Chalong Bay Marina expansion to be scaled back
PHUKET CITY: The second phase of the Chalong Bay Marina project is now being redrawn, following complaints from local fishermen to the National Human Rights Committee that its construction could harm the local environment and destroy their livelihoods.
Wasan Panich, a member of the National Human Rights Commission, on January 7 chaired an ad-hoc committee meeting at the Phuket Merlin Hotel to discuss concerns expressed by local fisherman with representatives of the various government agencies involved in the project’s controversial second phase.
The Chalong Bay Marina is a Marine Department project supported by Phuket Provincial Administration Organization (OrBorJor) as a way of improving the island’s marine-tourism infrastructure.
It is divided into two phases. The first phase, now nearing completion at a cost of 70 million baht, comprises a single main pier with floating dock berths for 44 yachts.
The second-phase, already budgeted at 300-million-baht, would have increased the size of the main pier and raised the number of berths to 210.
Also to be built on the expanded main pier under phase 2 would have been a multipurpose building serving as a one-stop service center for tourists arriving by yacht. Services offered there were to include a Customs and Immigration checkpoint and safety center.
Three alternative plans for the phase-2 expansion were drawn up by the Marine Department’s consultants last year, but all were criticized by local residents in June when the plans were put
before a public hearing at Muang Phuket Municipal School.
Opponents claimed the expansion would serve the needs of rich investors and yacht owners, but offer little to local residents.
Dredging of the the seabed to accommodate large yachts and the construction of breakwaters would damage the marine environment in Chalong Bay, they argued.
At the meeting on January 7, Marine Department engineer Somchai Somanaskhajornkul admitted to the ad-hoc panel that with so much opposition, the project could not go forward in its present form.
To make the project more palatable to local residents, the Marine Department and OrBorJor have discussed reducing the expansion to just 100 berths and changing the fixed breakwaters to floating ones, he said.
New plans based on these changes have already been drawn up, he added.
The Marine Department is now waiting for the OrBorJor to organize another round of hearings and will wait for the public response before taking any further action on phase 2.
The future of the project’s second phase now rests with the OrBorJor, which has to issue an order allowing construction to proceed, he pointed out.
The OrBorJor wants the project to support tourism growth, but the project can only move forward with a broad agreement from all the stakeholders, he said.
K. Somchai added that the marina is not meant to compete with private-sector port facilities, many of which are being developed in tandem with real-estate ventures. [See page 1.]
The Chalong Bay Marina is intended to serve mariners visiting Phuket by yacht, not people who own property here and want to keep a yacht here long term. For this reason, the facilities differ greatly, he said.

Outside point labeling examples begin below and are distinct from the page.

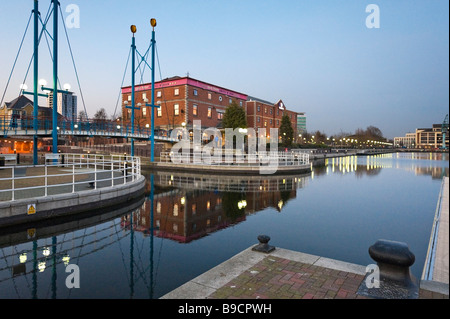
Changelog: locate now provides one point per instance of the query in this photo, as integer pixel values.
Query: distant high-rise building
(67, 104)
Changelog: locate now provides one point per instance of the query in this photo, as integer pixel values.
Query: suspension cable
(123, 80)
(73, 61)
(17, 56)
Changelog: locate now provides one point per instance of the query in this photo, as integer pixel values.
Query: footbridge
(14, 127)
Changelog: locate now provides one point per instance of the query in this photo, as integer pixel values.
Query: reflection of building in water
(372, 165)
(198, 205)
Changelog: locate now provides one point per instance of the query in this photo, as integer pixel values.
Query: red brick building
(263, 114)
(183, 100)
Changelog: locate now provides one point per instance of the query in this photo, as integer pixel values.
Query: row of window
(258, 108)
(176, 111)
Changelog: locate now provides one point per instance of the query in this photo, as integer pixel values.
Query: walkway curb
(15, 212)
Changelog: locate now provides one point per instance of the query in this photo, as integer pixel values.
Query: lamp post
(152, 105)
(55, 76)
(133, 88)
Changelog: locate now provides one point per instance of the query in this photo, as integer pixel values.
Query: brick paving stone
(278, 278)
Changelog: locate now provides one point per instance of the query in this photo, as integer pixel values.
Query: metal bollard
(394, 260)
(263, 246)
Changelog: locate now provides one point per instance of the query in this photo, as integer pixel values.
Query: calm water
(191, 223)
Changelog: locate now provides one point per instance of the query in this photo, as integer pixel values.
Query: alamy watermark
(73, 18)
(373, 19)
(241, 146)
(73, 279)
(373, 276)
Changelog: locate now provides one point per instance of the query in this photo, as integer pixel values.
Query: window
(158, 207)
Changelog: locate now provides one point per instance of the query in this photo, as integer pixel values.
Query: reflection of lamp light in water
(46, 251)
(242, 204)
(280, 204)
(23, 258)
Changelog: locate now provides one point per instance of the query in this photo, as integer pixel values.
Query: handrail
(70, 173)
(235, 158)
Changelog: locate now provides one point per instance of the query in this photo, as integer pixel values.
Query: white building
(67, 104)
(407, 141)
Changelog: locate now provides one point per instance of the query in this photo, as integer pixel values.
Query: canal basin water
(191, 223)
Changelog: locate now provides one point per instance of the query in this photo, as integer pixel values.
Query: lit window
(158, 207)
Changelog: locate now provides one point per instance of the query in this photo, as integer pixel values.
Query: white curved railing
(67, 173)
(240, 159)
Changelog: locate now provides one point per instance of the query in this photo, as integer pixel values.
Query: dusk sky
(319, 56)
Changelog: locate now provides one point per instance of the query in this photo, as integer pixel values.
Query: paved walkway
(285, 274)
(440, 271)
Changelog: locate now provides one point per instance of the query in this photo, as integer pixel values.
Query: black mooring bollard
(394, 260)
(263, 246)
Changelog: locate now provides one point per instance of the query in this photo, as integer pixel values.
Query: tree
(234, 117)
(286, 131)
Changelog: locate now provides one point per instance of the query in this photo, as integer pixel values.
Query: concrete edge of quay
(13, 213)
(217, 169)
(208, 283)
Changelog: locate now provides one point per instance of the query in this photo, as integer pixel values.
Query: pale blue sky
(318, 56)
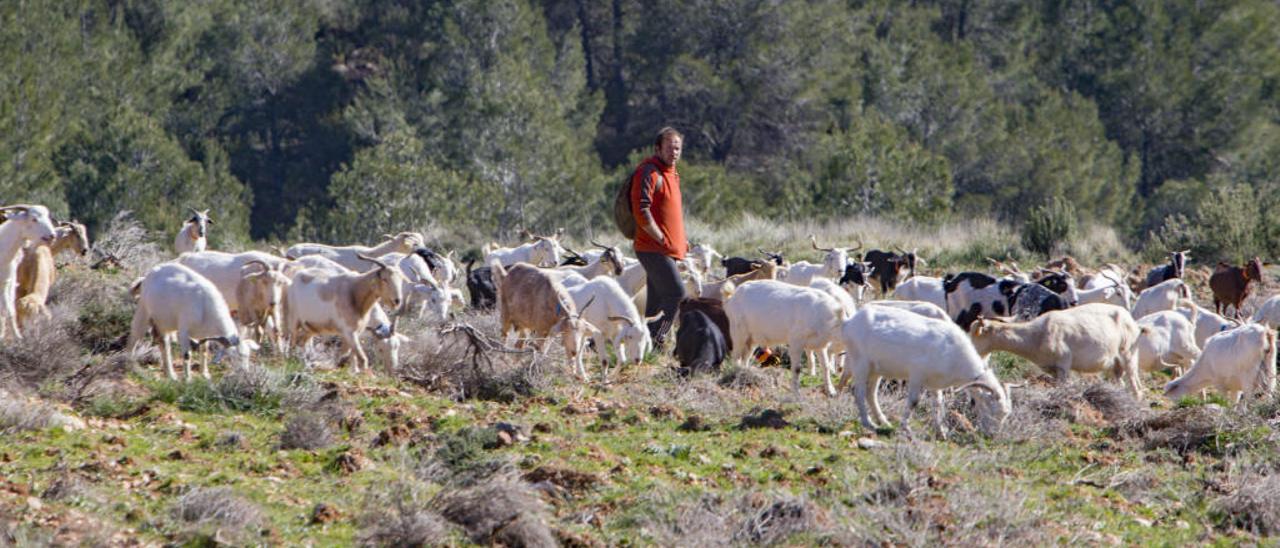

Commissioner Wasan said the committee is still collecting information about the revised plans for the second phase of the project and has yet to receive the associated environmental-impact report. He expressed concern about fixed breakwaters and said that their construction offshore could affect the shoreline in many ways.
Once all the information is gathered, the panel will produce a summary report for all related agencies to review, he said.
“We will have to reconsider how to do the project without the problems mentioned and in a way that meets the approval of the local people whose lives will be affected,” he said.